# IBGA - naming question



## HoosierShadow (Apr 20, 2010)

Something I totally forgot to ask when I called them....

Our kids are getting junior memberships and we'll be registering their doelings, but what I forgot to ask is since we don't have a herd name....how do we name them? Do they not have to have a herd name with the name my kids pick for registration? 
Our buck- their sire - will be transferred into my son's name, and since we just have a small herd we found it pointless to go through spending all the $$ for a ranch membership plus still needing the junior memberships for 4-H. So with that said...no herd prefix...

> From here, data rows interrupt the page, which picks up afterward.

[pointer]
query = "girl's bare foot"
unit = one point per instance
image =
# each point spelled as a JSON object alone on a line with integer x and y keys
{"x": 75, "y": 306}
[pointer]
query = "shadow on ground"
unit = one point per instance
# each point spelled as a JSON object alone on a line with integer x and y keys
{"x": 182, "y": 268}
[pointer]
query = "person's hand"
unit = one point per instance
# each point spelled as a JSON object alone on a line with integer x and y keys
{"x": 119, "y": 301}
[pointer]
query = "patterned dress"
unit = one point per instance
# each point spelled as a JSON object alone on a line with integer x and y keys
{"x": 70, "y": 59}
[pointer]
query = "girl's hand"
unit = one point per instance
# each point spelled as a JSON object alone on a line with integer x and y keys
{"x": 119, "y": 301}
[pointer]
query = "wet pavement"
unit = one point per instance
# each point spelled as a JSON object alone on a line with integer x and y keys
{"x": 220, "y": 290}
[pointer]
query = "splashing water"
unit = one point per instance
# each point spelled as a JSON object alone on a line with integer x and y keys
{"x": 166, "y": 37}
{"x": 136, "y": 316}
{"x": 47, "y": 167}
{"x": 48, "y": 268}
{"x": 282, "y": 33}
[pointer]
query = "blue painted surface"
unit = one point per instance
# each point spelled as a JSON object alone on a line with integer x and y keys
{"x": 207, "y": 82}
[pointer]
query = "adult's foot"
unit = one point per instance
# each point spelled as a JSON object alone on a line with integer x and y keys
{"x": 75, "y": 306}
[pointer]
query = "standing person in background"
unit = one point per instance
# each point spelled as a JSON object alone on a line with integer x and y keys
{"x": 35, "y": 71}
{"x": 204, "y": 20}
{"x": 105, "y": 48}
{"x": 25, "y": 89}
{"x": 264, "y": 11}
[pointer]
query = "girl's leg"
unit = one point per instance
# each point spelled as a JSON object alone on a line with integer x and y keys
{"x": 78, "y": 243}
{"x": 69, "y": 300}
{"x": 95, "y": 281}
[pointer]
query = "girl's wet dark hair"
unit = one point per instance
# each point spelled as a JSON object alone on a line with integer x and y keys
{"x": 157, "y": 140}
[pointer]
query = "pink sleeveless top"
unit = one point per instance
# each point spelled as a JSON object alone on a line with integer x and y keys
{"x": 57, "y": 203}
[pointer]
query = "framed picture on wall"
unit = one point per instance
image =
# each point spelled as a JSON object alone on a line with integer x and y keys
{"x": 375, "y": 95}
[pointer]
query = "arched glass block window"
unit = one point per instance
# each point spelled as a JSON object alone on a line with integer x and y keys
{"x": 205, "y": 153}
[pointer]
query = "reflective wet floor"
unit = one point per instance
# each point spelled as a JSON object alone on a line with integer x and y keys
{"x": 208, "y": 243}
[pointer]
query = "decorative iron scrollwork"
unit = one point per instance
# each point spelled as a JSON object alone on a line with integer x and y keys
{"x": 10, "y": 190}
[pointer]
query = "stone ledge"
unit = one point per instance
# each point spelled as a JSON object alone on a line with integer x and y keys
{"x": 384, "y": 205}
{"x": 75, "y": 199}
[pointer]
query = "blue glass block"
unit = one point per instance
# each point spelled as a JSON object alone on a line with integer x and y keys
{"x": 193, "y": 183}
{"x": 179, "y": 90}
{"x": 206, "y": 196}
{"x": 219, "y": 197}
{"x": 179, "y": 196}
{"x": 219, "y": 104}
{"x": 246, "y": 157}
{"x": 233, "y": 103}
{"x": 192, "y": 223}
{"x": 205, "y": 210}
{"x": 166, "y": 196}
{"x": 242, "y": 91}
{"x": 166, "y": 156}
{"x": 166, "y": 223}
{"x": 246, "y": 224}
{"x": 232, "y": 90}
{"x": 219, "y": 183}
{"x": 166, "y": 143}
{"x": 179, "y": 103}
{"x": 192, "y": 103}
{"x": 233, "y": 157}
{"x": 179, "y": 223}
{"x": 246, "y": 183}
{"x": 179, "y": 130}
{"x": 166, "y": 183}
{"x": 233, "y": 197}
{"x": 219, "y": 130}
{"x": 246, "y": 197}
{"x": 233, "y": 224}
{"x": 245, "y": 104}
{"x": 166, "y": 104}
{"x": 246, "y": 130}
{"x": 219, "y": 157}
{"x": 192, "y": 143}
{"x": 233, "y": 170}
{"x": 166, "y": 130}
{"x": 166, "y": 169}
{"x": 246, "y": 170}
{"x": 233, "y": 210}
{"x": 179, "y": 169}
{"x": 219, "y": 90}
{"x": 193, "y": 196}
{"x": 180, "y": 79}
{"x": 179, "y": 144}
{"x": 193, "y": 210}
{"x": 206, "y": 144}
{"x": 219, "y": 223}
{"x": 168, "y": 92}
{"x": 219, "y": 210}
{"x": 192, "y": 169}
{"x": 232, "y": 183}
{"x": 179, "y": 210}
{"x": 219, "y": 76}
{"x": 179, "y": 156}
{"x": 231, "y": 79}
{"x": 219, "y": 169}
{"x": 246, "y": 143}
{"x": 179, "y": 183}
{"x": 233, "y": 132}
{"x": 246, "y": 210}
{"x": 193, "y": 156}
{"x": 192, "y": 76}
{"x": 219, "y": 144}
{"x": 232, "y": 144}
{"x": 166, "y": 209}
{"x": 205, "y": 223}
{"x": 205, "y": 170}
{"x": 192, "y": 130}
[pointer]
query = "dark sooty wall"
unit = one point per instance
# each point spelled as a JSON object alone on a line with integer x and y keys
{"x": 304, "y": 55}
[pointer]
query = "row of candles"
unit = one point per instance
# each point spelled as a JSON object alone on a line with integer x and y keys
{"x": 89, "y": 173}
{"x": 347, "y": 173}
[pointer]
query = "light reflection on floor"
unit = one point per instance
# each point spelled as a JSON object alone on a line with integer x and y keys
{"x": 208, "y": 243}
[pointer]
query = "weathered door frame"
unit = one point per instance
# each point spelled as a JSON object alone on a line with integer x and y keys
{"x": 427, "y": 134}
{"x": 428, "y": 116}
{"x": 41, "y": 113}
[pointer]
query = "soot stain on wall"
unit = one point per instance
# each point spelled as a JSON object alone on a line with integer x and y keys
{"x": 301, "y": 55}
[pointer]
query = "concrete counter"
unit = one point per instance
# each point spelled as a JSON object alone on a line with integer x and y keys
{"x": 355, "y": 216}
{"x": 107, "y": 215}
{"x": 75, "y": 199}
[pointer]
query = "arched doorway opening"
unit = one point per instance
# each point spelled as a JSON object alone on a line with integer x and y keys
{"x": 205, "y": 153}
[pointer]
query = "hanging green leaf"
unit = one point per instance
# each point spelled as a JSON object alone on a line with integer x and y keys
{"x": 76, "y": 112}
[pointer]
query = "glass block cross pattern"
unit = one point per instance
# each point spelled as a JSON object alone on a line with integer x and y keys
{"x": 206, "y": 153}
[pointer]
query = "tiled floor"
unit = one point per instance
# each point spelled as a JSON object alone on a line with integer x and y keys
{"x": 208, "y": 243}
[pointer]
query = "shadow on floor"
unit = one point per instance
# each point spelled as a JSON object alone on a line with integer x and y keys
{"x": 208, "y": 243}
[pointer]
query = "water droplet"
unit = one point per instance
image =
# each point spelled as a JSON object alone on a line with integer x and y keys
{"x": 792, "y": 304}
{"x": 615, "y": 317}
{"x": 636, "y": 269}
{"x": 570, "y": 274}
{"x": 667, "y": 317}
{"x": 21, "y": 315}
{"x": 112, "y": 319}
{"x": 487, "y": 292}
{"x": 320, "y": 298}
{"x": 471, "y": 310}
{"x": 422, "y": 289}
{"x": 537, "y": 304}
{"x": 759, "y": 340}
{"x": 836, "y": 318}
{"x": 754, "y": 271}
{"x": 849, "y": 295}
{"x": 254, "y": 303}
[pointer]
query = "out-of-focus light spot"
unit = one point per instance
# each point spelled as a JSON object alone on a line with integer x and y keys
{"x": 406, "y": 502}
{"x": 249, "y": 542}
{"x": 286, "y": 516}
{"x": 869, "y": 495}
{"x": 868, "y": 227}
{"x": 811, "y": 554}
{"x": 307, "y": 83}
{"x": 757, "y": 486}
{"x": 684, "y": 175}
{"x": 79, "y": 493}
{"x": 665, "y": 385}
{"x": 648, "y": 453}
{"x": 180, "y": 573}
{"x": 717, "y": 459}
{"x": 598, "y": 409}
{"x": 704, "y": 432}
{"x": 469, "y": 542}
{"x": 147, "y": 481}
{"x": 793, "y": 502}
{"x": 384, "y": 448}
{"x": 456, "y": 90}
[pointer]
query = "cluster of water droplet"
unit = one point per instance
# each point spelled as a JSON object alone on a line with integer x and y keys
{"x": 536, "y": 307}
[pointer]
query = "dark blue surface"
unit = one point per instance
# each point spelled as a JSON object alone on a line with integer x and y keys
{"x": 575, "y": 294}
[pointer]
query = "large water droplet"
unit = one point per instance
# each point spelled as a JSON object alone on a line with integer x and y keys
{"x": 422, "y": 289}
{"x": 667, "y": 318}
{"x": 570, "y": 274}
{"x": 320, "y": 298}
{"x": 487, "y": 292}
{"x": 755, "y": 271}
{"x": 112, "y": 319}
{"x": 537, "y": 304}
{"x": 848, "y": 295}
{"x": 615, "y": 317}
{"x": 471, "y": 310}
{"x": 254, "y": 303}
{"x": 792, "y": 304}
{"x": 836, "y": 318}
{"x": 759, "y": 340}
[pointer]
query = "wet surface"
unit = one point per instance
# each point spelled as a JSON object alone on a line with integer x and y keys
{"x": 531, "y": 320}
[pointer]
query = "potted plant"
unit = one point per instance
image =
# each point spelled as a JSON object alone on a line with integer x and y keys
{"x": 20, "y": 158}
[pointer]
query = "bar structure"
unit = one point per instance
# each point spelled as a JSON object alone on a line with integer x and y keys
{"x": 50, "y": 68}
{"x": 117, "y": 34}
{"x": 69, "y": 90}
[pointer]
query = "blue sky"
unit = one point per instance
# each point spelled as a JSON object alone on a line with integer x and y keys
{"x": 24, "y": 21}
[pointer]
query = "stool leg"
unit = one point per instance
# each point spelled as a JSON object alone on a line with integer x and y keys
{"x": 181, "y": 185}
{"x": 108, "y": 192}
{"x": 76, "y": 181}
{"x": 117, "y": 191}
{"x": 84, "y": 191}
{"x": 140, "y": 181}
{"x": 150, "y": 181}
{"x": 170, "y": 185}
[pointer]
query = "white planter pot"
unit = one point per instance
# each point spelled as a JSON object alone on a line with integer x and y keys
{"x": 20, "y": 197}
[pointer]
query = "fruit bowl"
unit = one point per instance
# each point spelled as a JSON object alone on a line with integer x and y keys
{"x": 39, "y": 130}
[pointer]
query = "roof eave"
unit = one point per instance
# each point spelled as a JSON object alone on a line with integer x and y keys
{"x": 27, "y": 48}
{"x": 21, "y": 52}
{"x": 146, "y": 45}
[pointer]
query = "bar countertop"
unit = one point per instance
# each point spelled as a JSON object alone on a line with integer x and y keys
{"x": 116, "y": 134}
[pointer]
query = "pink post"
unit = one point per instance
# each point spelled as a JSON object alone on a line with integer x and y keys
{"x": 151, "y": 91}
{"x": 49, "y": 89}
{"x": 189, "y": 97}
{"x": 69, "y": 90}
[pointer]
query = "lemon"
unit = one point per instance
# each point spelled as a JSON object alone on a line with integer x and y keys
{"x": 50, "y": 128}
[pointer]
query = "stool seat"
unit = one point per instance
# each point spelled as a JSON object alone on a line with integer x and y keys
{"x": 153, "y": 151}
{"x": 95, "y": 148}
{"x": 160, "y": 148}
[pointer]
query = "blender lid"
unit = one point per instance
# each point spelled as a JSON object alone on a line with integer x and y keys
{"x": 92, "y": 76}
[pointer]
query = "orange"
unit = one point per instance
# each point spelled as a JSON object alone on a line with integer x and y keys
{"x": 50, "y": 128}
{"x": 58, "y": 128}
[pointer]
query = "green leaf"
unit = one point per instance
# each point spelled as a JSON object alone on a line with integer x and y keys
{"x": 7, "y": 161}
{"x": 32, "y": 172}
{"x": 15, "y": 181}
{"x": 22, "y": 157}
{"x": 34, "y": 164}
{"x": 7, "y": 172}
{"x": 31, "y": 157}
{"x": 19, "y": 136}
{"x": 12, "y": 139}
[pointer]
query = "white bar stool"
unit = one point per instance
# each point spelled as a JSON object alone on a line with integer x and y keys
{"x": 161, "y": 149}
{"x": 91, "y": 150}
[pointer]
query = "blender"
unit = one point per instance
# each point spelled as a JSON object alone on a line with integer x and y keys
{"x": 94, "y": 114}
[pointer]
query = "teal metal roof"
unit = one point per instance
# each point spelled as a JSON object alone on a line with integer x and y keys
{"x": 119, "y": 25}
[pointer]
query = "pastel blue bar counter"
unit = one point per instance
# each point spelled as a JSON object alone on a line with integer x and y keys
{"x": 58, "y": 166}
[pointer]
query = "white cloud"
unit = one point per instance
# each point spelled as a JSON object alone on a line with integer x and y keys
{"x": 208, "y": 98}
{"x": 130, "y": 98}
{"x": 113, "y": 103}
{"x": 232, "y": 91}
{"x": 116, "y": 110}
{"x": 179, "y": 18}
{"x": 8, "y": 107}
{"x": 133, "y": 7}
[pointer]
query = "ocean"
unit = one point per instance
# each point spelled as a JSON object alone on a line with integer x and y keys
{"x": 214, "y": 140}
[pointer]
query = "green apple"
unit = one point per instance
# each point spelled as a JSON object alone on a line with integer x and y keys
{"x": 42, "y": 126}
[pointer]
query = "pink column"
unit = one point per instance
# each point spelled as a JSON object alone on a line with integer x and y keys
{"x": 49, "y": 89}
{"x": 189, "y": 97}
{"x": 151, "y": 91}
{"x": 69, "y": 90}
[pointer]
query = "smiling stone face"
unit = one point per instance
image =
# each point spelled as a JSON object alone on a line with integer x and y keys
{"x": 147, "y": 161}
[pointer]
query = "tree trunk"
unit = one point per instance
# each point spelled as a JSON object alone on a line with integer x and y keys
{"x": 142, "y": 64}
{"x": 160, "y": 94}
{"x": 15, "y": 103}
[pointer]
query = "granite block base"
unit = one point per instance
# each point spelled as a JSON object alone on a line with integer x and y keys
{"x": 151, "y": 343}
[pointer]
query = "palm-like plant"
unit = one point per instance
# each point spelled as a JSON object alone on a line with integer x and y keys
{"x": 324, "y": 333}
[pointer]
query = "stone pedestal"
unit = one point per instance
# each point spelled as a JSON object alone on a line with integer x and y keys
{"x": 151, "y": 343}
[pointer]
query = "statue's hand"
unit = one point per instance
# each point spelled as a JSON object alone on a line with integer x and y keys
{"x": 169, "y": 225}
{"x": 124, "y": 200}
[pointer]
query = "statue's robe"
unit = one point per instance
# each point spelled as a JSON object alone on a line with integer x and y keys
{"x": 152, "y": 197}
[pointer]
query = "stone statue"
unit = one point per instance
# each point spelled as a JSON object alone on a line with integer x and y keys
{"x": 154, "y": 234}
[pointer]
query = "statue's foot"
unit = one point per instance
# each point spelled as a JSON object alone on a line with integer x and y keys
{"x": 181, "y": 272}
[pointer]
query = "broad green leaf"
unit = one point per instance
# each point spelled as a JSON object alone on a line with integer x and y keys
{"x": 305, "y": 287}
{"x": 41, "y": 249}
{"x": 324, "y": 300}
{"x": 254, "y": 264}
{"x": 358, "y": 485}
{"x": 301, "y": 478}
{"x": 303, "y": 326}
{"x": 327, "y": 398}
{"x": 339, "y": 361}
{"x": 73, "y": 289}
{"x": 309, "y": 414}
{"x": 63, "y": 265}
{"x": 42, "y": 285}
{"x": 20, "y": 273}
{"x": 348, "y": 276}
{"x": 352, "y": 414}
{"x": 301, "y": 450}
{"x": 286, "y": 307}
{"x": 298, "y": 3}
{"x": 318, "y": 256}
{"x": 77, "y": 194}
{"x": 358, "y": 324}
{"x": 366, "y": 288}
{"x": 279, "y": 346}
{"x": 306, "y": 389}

Any help would be appreciated since we're hoping to get the paperwork sent in on Monday...


----------



## Dodge 'Em (Jan 13, 2011)

Its only $5 for your herd prefix when your kids join. If I remember correctly, Farm name is free. Check out IBGA website, its probably on there. I used RKD as my prefix (Rob Kathy Dowlen) and of course our farm name is Dodge 'Em Farm. All our goats names start out as Dodge 'Ems..... RKD is what we use as the tattoo in the left ear. you can use the prefix or have a farm name as the first part of the name. If the prefix you pick out is already being used, most just stick a number behind it (ex RKD1). You might want to call and ask in the morning before you mail off thier papers. This answer was about as clear as mud! LOL


----------



## ()relics (Dec 25, 2010)

Dodge 'Em said:


> Its only $5 for your herd prefix


Yep ...A one time fee and worth it. When you name your kids you would simply put your prefix in front of the kids name on the registration. Example: DBV Katrina, from my herd. Although there may be other Katrinas registered, my name is approved because I have the added herd prefix DBV. Now I might have a problem if I tried DBV Eggsfile but pretty much anything else would be OK.
On the 4H deal...Before you buy membership for your kids you might also want to check on Leasing animals to your kids to show. I leased animals to my kids for years before they were eventually added to my Farm Owner membership. It is the cheaper way to go in my state. You might want to ask your 4H Leader if leasing is an option.


----------



## HoosierShadow (Apr 20, 2010)

Thanks so much for the info! I will see what my kids want to do for a prefix, and call them tomorrow to see if it's taken or not.

Relics - the animal has to be registered in my kids names, no one else can be on the registration papers  They are real strict about it no matter goat, cattle, sheep, swine, etc. The kids want to try showing their 'homegrown' goats this year and see if they like it <percentage does>. Mostly for fun, and a learning experience, and to see if they really want to get into it. Plus it will be fun for them to have the goats registered in their names anyway


----------



## HoosierShadow (Apr 20, 2010)

I think we should be good to go for sending out papers tomorrow! I may get pics of the doelings to see what everyone thinks, but we pretty much have it figured out that we'll keep 3 of our doelings. They may not be top class show quality goats, but it's a start, and if my kids have fun in 4-H with them, that's all I want  

I was told my kids can share a herd prefix, so that will be nice. Since they didn't pick one out, we went with their first and last initials. 

Now they just have to agree on names!


----------